Dad called every day from Aunt Helen’s house, where he would be staying until the roads were made passable: Yes, he was safe. No, it didn’t look like he’d make it home for a day or two. Yes, he’d be there in plenty of time for Christmas.
This last bit of information wasn’t the least bit reassuring to Timmy, especially when the passing days brought no relief from the onslaught of snow. The boy was at once consoling and obstinate with his mother. The storm had to end sooner or later, he would tell her, but “no,” he didn’t want to clean his room or feed the cat!
Instead, he kept his vigil by the window, as the wind-whipped power lines outside snapped up and down between the poles. He wasn’t sure Christmas could come without Dad at home.
When the electricity failed, it was, strangely enough, a gradual thing. For hours the lights flickered like fireflies, blinking on and off. Then, like a rubber band stretched too many times, a vital cable sagged, and the house went dark. Mother said she didn’t know how the lines had stayed up as long as they did. She put another log on the fireplace and sent Timmy to bed.
The young boy took a flashlight downstairs. His basement room was dark and cold. Without electricity to turn its motor, the usually rumbling gas furnace was strangely silent. Timmy reluctantly eased himself between icy sheets. A shiver ran up his spine, and, on impulse, he flashed his light beneath the bed to search for the socks he’d taken off.
“Better to wear them to bed,” he thought, as the faint wand of light settled on first one stocking and then the other amongst a clutter of long-forgotten toys: A faded plush donkey with just one eye spilled its insides into the dust devils there.

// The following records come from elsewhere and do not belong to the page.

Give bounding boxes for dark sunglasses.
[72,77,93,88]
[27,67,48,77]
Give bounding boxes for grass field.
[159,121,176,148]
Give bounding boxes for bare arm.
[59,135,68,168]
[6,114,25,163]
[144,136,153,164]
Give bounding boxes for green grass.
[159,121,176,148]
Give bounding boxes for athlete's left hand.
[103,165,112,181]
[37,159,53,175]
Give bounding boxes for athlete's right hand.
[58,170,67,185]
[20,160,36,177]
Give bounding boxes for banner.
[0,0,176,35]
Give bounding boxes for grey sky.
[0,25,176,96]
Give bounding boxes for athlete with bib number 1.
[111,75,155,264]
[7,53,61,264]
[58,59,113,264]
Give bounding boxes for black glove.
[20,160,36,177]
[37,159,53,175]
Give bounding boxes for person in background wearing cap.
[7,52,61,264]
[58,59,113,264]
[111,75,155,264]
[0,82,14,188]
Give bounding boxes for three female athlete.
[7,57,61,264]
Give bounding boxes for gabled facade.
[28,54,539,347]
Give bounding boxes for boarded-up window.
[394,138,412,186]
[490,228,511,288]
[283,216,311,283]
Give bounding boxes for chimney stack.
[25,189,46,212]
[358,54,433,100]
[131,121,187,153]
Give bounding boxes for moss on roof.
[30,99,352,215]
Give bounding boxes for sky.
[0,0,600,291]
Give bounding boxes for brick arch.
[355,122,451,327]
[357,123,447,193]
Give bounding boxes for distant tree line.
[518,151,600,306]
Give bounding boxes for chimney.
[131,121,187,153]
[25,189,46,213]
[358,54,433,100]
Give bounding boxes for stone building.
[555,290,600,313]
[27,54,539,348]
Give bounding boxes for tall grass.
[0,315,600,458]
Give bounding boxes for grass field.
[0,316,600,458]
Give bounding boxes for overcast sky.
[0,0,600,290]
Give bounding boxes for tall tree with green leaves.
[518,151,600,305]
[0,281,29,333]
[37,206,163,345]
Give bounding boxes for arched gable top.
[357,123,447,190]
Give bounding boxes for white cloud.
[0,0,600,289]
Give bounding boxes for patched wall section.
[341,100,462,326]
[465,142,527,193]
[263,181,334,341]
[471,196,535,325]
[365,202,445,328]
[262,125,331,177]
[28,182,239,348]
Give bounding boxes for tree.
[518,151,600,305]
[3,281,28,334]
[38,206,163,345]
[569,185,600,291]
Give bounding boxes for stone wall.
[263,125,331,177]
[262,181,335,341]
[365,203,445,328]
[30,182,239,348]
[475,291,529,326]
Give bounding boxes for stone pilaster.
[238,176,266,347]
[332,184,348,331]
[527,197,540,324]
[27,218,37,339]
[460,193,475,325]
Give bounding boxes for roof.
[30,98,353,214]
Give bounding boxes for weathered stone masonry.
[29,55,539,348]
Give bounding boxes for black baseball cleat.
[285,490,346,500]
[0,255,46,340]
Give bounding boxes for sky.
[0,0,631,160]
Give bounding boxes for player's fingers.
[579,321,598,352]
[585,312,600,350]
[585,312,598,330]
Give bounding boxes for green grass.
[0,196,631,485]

One solitary roller skate and a rusty tin soldier maintained a silent vigil under the bed, until the tiniest movement attracted Timmy’s attention to the farthest corner against the wall where his baseball mitt lay.
There in the palm, nestled into the webbing between the thumb and first finger, were three tiny mousekins, silky, downy gray with just a hint of pink showing underneath. Their mother’s bright eyes glittered as she nudged them out of the nest and into a hole in the wall.
Pulling on his socks, Timmy lay back and listened to the rustlings in the room. Soon his eyes grew heavy, and he would have fallen asleep had not his fingers relaxed enough to drop the flashlight. The resulting thud brought him to his senses. Fumbling around, in an effort to retrieve his only source of light, Timmy opened his eyes wide with astonishment.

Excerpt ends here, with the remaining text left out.